SecurityWorldMarket

28/02/2021

Financial barriers to digitalisation begin to fade for smaller buildings

Stockholm, Sweden

This is not just a huge untapped market for smart building solution providers but also the long-anticipated change that environmental advocates have been waiting for in the building’s space.

Major cities often give the impression that they are dominated by skyscrapers and large office complexes, but the reality is that these big buildings only make up a tiny fraction of total commercial building stock. In fact, according to Memoori research, 94% of the commercial building in the US are made up of properties with under 50,000 square feet of floor space and the situation is similar or even more pronounced in other markets around the world. While large commercial buildings with dedicated facilities managers and building management budgets have dominated smart technology adoption, analysts at Memoori suggest that the vast stock of small- and medium-sized buildings now present the real growth opportunity for smart building solution providers.

“BIoT technology penetration for small- and medium-sized commercial buildings, in particular, is well behind the curve in terms of adoption. This situation is largely a consequence of the business models and economic imperatives that have historically driven the building controls market,” states the Memoori report, The Internet of Things in Smart Commercial Buildings . “Although the cost of building controls solutions is steadily declining thanks to the proliferation and falling cost of sensor technology, deployment costs of even the most basic BAS system remain beyond the means of most smaller businesses.”

The problem is financial as there simply has not been a low-cost smart building solution that would be feasible for small- and medium-sized buildings. This is true from an installation perspective, where large capital investments cannot be justified for small buildings, and from an operational perspective, where small buildings cannot warrant hiring dedicated teams to manage the facility. The solution, however, according to the researchers, must be a technical one that creates a lightweight and easily managed alternative to suit the scale and budget of the many smaller buildings looking for the benefits of smart technology. Big players are now finally developing such technology to seize the smart opportunity that smaller buildings present.

For instance last week, French energy management and automation solutions provider, Schneider Electric, signed a technological partnership with IT service management company, Wattsense, to introduce a simple and interoperable Light BMS solution, specially designed for energy efficiency and the sustainable development of small- to medium-sized buildings. The intention being to reduce integration costs and inconvenient interventions on busy sites.

“It is estimated that only 1% of tertiary buildings are renovated each year, but the sector is evolving and is undeniably trending towards compliance with the latest regulatory developments,” says Olivier Delepine, Vice-Président Building & Channels at Schneider Electric France. “The EU BACS decree requires to equip buildings with supervision systems to optimise energy-intensive equipment (heating, air conditioning, ventilation, lighting), reduce consumption, and considerably improve their environmental impact.”

The Schneider-Wattsense Box aims to be an affordable, cyber-secure solution with interoperable field communication protocols, where extensive IT solutions are hosted in the Cloud. It can integrate a reported 600+ connected objects, collect data from Lora-enabled equipment to limit the intervention time and the impact on active brownfield sites.

"Traditional smart-building technologies have focused on the needs of large skyscrapers or sprawling corporate campuses, not the small- to medium-sized buildings that consumers use daily, such as banks, grocery stores, restaurants or medical clinics,” says Peter Fehl, president of Building Technologies at Honeywell. “A small building footprint doesn’t mean a small business is using the site.

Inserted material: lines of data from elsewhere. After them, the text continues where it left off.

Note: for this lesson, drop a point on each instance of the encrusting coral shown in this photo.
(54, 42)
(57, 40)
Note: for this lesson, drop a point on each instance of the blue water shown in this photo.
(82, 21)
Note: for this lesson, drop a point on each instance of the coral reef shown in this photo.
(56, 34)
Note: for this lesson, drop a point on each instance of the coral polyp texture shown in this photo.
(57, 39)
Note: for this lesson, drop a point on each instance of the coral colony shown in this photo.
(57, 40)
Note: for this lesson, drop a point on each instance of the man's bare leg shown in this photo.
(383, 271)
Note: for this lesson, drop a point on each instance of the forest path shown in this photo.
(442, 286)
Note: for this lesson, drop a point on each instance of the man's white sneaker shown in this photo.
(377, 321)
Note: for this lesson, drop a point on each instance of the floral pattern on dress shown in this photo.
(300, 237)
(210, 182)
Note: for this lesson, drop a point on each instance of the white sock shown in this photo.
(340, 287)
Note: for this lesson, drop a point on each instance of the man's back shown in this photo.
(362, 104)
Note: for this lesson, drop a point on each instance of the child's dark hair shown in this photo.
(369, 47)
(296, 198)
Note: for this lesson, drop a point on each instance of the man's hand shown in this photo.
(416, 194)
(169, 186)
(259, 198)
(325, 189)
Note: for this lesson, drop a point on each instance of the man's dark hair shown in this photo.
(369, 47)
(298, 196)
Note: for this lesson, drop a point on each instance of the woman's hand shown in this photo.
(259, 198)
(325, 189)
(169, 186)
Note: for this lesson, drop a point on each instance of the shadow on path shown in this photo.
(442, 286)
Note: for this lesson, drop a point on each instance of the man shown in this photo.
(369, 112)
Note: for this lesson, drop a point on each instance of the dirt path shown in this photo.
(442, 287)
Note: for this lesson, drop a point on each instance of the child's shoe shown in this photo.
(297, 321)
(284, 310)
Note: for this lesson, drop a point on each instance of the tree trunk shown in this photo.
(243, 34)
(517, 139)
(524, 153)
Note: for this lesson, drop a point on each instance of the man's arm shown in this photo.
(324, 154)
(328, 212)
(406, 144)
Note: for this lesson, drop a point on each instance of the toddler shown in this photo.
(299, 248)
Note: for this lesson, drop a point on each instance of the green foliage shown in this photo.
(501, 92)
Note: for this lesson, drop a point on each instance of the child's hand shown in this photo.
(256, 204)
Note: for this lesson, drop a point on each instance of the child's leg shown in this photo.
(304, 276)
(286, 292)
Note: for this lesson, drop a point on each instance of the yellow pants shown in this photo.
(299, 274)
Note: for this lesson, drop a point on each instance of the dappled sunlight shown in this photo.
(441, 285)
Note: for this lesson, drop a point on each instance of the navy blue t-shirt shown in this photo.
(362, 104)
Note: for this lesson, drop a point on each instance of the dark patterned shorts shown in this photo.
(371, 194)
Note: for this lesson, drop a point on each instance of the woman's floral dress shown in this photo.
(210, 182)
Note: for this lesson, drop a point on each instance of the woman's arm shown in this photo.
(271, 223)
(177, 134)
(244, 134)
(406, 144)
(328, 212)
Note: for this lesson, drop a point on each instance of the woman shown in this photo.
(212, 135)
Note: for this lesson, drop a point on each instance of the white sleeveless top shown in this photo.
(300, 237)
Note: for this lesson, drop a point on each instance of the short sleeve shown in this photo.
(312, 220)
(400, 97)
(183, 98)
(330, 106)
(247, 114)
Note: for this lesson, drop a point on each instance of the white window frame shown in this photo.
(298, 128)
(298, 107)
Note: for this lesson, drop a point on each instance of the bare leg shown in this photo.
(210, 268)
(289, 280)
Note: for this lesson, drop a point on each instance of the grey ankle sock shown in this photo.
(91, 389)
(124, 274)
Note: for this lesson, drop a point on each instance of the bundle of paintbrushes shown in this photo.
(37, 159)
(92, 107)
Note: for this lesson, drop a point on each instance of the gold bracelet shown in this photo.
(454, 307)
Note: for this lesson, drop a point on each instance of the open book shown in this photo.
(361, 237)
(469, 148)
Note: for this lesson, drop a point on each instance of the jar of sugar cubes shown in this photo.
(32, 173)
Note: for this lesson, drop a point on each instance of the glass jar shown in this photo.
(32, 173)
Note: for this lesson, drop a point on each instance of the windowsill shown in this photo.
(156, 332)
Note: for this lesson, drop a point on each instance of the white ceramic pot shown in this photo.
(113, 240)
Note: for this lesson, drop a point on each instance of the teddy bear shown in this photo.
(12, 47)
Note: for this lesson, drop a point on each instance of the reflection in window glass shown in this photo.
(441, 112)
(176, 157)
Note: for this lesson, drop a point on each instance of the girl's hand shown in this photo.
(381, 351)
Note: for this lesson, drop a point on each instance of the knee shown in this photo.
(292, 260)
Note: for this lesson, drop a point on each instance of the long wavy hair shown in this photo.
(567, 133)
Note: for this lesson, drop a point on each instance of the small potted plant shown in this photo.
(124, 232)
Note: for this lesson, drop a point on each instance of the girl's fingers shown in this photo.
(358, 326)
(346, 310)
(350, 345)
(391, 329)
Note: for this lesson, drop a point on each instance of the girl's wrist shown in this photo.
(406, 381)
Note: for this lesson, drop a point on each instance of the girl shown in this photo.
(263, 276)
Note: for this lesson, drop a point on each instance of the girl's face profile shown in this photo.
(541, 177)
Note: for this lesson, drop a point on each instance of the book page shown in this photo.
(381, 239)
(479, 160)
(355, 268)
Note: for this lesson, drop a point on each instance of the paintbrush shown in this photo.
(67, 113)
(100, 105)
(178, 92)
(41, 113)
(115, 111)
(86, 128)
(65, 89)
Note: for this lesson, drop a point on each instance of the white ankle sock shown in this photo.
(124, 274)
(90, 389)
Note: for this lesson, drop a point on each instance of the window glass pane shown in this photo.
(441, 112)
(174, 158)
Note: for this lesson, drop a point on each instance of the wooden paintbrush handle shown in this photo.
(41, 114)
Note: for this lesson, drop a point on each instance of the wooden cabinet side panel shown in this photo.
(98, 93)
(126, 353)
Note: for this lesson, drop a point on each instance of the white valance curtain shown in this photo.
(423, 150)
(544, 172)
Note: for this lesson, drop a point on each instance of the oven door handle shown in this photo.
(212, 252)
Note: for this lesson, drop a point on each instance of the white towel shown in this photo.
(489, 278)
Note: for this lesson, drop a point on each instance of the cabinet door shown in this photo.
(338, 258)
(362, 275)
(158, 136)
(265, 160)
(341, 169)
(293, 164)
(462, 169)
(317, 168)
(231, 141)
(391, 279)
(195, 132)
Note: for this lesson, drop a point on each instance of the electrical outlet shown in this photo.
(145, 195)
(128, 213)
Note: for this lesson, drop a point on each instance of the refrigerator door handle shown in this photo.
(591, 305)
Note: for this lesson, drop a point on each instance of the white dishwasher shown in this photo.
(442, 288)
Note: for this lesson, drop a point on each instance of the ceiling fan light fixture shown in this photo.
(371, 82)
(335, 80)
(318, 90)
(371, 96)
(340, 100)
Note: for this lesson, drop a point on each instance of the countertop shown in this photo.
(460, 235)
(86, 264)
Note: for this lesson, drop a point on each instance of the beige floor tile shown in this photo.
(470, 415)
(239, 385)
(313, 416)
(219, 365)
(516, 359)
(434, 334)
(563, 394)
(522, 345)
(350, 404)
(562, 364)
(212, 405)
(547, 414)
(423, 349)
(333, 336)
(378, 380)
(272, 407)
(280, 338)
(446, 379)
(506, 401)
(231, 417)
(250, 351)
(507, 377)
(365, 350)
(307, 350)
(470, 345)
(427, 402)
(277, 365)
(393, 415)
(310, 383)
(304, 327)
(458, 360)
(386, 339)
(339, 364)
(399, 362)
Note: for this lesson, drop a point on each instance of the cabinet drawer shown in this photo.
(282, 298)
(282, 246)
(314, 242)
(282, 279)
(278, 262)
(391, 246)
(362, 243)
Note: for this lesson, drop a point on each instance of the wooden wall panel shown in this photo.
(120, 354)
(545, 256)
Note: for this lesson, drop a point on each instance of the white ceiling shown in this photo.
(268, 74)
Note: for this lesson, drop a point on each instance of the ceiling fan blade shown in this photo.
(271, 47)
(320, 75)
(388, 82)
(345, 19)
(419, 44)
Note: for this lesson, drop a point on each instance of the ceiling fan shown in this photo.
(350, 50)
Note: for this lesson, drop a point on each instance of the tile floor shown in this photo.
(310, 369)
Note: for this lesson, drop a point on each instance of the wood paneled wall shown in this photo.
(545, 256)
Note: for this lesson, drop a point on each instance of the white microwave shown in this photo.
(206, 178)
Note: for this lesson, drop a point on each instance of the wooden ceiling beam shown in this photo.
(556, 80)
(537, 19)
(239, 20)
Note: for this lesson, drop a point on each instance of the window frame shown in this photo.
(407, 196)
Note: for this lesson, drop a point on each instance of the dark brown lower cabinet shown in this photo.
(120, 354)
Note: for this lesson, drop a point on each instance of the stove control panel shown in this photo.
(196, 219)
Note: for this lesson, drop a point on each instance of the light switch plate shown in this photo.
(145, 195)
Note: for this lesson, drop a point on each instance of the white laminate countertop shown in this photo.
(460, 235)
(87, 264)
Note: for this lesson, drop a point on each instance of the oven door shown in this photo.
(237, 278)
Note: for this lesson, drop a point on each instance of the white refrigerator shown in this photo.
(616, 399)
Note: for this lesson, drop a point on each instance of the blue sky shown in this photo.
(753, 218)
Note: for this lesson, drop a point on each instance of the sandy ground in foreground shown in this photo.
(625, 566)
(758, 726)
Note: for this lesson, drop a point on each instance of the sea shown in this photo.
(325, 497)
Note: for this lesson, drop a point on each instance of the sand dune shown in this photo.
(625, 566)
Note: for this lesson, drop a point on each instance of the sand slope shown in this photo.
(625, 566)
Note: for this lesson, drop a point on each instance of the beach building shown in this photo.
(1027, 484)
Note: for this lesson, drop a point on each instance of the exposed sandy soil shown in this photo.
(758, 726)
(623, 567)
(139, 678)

Many large, regional, or national brands have scores of sites that occupy less than 50,000 square feet of space; not only can they not properly manage energy consumption at a specific site, but it’s nearly impossible to understand operational performance across a portfolio of buildings.

Back in December 2020, Honeywell launched its Small and Medium Building Administrator, a scalable building portfolio management system powered by Honeywell Forge. Designed specifically for small- and medium-sized buildings, the system promises to save users up to 30% in facility energy costs by improving visibility into building portfolio performance. By aggregating data from a wireless ecosystem of hardware, including thermostats, wireless sensors, and a Smart IO module, the system provides insights via a cloud-based dashboard.

“Businesses that operate a portfolio of small- and medium-sized locations are facing greater challenges than ever and want to create a comfortable, safer, and healthier environment for their employees and guests,” continued Fehl. “Managing costs is a significant factor for these businesses yet they currently lack the right resource to easily and centrally manage multiple building sites. A centralized, cloud-based system can drive smarter building operations to meet compliance requirements, energy savings, and market demands.”

Memoori claims that Honeywell, Schneider Electric/Wattsense, and other established players are now targeting the vast small- to medium-sized building market with a new range of lightweight and portfolio-scale technology. This is not just a huge untapped market for smart building solution providers but also the long-anticipated change that environmental advocates have been waiting for in the building’s space. Buildings represent 40% of total energy consumption and Memoori suggests that is only by addressing energy efficiency in the majority of buildings, those under 50,000 square feet, can we hope to make significant changes to building’s impact on climate change.